• "At a coffee shop near his office, Kazemi says he feels about his bots the way he imagines parents must feel about their children. “I’ve created these things, and they’re kind of separate from me now, and so I do feel kind of proud of them,” he says. “Every morning I wake up and I look at the last two hours of TwoHeadlines, and it just gets me every time.”" Yup. That.
  • "Under the [Do What You Love] credo, labor that is done out of motives or needs other than love (which is, in fact, most labor) is not only demeaned but erased. As in Jobs’ Stanford speech, unlovable but socially necessary work is banished from the spectrum of consciousness altogether." This is astute and good, on what happens when work is divided into either "things you love anyway" or "labor that we will banish from view" – and the enabling forces that let someone Do What They Love.
  • "…we though it would be it would be interesting to ask the students to deconstruct a logic prevalent in the games industry (F2P) and to then apply that logic to a real-world system (in this case, a London transport) service." I loved this when Kars first told me about the brief, and I love seeing it again now.
  • "We learned that being first is important, but should not be the only factor when determining the viability of a project. If you have an evolved approach to a preexisting concept, you are likely doing something original and the results have a good chance of being meaningful." So, in one sense, it's another physical mirror. But: I like this point, that sometimes, you have to do a thing for yourself to learn about it. And by learning about it, you might ultimately differentiate your own work. As long as you don't claim you were first, there is no shame in doing what other people do. How else do you learn things? Not by other people yelling "OLD!" at you, that's for sure.
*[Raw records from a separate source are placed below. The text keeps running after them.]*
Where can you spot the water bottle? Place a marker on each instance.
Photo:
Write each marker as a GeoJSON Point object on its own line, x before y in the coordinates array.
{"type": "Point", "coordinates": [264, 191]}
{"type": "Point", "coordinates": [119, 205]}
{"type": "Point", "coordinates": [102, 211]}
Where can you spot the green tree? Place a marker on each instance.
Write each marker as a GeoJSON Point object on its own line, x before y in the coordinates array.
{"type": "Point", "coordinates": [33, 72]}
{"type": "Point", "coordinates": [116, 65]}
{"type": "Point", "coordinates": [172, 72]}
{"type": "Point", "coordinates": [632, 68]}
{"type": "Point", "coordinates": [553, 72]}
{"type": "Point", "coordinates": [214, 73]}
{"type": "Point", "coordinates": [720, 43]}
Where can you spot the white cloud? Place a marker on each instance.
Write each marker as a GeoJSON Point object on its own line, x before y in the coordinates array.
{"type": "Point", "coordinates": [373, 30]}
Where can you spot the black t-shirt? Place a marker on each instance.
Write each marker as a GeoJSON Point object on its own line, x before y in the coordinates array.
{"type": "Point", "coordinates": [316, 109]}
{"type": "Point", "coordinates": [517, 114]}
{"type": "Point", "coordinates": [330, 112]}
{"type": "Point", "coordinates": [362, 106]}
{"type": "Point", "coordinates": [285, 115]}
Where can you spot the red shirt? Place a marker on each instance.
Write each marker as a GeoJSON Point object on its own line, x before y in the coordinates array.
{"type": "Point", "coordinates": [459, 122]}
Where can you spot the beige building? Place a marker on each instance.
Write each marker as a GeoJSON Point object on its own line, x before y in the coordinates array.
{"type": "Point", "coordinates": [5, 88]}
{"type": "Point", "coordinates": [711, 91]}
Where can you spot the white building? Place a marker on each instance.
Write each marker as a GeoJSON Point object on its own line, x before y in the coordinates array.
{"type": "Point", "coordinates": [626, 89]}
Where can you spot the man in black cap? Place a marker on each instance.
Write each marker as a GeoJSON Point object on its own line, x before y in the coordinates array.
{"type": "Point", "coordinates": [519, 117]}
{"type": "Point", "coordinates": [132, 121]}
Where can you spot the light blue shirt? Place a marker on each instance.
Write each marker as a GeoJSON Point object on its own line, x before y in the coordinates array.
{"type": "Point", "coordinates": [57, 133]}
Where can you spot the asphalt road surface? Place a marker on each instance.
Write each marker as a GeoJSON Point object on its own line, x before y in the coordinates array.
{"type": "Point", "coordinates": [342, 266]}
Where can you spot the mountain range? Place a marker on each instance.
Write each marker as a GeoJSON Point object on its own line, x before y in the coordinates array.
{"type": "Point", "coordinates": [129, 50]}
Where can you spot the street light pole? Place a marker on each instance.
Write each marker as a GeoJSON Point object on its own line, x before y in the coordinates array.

  • "Gifsicle is a command-line tool for creating, editing, and getting information about GIF images and animations." Handy.
  • "These three frameworks — objects as portals, objects as subjects, and objects as oracles — propose distinct (yet related) structures for thinking about how connected objects might begin to contain their own narratives, seek their own history, develop their own perspectives, and become storytellers in a multitude of ways." Nice article about the various perspectives on Connected Objects (which namechecks Hello Lamp Post).
  • "I learned a hell of a lot designing and building Dopplr. I still stand by a lot of the principles that we as a team tried to follow." So did we all, Matt; it's still a model in the background of my head for things I work on.
  • "Gor is a simple http traffic replication tool written in Go. Its main goal is to replay traffic from production servers to staging and dev environments." Handy to know about.
  • "While collaborating with the geniuses at Bot & Dolly in beautiful San Francisco, Munkowitz was tasked to Design Direct a truly unique piece called BOX.. The piece was originally supposed to function as a Technology Demo, but Munkowitz and the team quickly realized it's visual potential and transformed it into a Design and Performance Piece… The resulting short film is a one-of-a-kind visual and technological achievement due to the very special combination of talent and gear behind the doors of the B&D facility…" Projection mapping and motion control all at once; very clever, sure. But it's the art direction of the whole performance (and the camera's dollybot is very much part of that) that really grabbed me – especially 'Escape'.
  • ""Prisms" is fully algorithmic. There are no cuts, just one continuous generative animation. All decisions (camera work, movements, formations, etc…) are made by my system's interpretation of the audio track. My work was creating the system and then curating its output or, to put it another way, I just wrote a computer algorithm, and the computer did it all."